Quando as parcelas comprometem alimentação, moradia e outras necessidades básicas, negociar cada cobrança isoladamente pode não resolver o problema. O tratamento do superendividamento permite examinar o conjunto das dívidas de consumo e buscar uma reorganização compatível com a capacidade de pagamento. A proteção se destina à pessoa natural de boa-fé e depende do enquadramento previsto no Código de Defesa do Consumidor.
Mais do que uma conta atrasada
O CDC considera a impossibilidade manifesta de pagar a totalidade das dívidas de consumo, vencidas e futuras, sem comprometer o mínimo existencial. Não basta utilizar um percentual fixo da renda como resposta para todos os casos. É necessário examinar receitas, compromissos financeiros, despesas essenciais e as regras aplicáveis à preservação desse mínimo.

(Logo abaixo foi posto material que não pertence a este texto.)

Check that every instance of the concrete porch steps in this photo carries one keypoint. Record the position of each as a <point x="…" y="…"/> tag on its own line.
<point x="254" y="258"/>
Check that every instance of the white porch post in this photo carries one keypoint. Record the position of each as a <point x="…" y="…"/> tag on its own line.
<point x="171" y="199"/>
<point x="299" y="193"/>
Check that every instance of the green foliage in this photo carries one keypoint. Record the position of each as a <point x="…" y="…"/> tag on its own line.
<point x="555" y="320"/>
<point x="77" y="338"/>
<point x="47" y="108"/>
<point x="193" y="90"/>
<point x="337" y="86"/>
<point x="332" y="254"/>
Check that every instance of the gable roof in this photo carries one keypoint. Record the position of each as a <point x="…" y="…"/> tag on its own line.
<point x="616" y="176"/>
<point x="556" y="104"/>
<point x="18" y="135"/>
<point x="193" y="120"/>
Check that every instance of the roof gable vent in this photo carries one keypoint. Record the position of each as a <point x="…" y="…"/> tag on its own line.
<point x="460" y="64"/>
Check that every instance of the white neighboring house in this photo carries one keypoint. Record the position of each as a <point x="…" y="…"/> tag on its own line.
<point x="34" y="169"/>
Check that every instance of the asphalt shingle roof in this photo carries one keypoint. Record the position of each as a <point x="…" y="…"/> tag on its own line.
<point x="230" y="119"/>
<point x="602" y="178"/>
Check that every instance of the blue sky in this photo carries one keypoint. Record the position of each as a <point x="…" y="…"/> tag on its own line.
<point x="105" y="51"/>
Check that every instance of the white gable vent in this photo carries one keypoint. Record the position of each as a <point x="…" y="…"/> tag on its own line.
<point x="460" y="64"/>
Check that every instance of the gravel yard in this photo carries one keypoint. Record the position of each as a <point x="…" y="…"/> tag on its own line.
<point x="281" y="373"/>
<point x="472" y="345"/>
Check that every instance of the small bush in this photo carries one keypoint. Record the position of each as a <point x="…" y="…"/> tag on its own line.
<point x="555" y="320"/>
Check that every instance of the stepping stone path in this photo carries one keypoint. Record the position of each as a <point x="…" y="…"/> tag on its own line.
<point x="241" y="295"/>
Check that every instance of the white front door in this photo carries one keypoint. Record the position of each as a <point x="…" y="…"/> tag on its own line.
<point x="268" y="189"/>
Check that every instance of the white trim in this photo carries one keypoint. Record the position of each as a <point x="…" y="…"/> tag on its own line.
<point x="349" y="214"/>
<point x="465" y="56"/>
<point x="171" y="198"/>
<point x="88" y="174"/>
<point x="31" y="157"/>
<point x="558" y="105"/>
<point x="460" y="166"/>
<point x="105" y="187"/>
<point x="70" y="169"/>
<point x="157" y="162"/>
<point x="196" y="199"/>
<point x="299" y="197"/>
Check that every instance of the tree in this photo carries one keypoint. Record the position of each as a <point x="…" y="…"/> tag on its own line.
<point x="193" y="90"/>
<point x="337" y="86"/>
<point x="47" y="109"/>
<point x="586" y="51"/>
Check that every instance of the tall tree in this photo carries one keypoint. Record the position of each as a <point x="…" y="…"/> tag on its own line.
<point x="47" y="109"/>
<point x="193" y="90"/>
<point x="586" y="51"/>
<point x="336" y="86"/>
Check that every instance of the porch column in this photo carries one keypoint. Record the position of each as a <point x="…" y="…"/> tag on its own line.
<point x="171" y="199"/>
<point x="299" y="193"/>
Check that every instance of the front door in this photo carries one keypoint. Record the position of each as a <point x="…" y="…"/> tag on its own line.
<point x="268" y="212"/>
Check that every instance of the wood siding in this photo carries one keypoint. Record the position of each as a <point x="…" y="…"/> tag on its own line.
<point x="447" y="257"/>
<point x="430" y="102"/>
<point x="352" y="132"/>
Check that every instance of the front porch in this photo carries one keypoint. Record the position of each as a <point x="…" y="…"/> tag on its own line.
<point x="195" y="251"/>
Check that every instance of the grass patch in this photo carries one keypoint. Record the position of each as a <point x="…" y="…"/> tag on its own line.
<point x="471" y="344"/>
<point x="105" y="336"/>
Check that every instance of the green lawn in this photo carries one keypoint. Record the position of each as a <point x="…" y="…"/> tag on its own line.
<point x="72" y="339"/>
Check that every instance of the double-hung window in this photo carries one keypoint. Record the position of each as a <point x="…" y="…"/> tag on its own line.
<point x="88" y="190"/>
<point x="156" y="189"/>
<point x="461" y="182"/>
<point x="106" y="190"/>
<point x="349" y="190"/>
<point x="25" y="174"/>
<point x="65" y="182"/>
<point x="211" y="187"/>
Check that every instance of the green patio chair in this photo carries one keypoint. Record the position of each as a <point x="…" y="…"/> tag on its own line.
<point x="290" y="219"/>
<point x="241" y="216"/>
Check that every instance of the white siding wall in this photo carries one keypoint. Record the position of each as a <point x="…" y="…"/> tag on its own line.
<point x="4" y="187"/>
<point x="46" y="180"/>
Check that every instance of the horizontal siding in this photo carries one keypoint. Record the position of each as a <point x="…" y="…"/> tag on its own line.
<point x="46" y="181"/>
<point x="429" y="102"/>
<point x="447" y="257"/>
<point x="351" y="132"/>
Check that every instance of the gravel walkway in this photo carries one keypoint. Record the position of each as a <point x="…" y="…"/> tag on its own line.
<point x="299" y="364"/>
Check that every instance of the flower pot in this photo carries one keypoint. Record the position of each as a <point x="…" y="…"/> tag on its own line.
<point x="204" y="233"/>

Empréstimos, compras parceladas e obrigações decorrentes de serviços continuados podem integrar a análise. Existem exclusões importantes: a repactuação do artigo 104-A não abrange créditos com garantia real, financiamentos imobiliários e crédito rural. Dívidas contraídas mediante fraude ou má-fé também não recebem o mesmo tratamento. Tributos e obrigações alimentares, por exemplo, não se transformam em dívidas de consumo pela dificuldade de pagamento.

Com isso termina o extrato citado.